As pessoas não têm mais tempo nem paciência para retóricas solenes que, dizendo muito, entregam pouco. A época dos discursos políticos eruditos acabou; a linguagem social, antes maleável ao charme do formalismo abstrato, se tornou vertical, simples e direta. E o motivo é categórico: a democracia contemporânea exige respostas claras, ações concretas e efetivos resultados práticos.

Nesse contexto pragmático, o advento das redes sociais, associadas aos smartphones, fulminaram as fontes estáticas, desinteressantes e unidirecionais da informação.
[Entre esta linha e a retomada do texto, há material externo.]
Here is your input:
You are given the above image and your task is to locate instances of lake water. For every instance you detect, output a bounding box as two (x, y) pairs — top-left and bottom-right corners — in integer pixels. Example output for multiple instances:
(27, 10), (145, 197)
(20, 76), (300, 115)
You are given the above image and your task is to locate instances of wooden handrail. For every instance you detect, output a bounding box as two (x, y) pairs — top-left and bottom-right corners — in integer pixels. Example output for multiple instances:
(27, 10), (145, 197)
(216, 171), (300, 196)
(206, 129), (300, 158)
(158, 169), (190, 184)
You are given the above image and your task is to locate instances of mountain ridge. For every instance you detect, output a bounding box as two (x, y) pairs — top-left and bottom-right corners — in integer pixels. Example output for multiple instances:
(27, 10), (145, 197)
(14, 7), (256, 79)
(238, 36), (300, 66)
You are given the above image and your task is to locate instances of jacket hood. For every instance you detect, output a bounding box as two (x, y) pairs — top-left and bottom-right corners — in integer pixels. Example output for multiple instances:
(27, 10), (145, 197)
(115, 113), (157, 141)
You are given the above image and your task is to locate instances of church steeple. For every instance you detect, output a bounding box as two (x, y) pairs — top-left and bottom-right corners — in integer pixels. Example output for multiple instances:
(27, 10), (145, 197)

Temos, atualmente, uma teia difusa e, não raro, confusa de circulação informacional que, despida de instâncias de validação factual, conduzem a um violento entrechoque de versões contrapostas. As famigeradas “fake news” são um produto deste presente nervoso – e, às vezes, estupidamente dialético –  que, arrogante ao bom senso, falsifica fatos em favor de subjetivas teses de empreitada, menosprezando o próprio desenvolvimento científico.

O grave e preocupante é que, em um mundo com grave erosão da verdade, a insensatez pode acabar soando razoável, colocando por terra alguns conceitos básicos do mundo civilizado. Em seu excelente “The People vs. Democracy”, a inteligência ascendente do Professor Yascha Mounk apresenta importante estudo sobre as disfunções e possibilidades das democracias contemporâneas, realçando que as pessoas –  descrentes com as possibilidades do sistema atual – buscam amparo naquilo que chama de “strongman leader”.

O fenômeno automaticamente faz lembrar os presidentes Trump e Bolsonaro, com suas expressões cruas, informais e diretas.

O interessante é que, no Brasil, muitos críticos atuais do Planalto, ontem louvavam – com loas e confetes – inúmeras manifestações estúpidas ou defectivas dos ex-presidentes Lula e Dilma.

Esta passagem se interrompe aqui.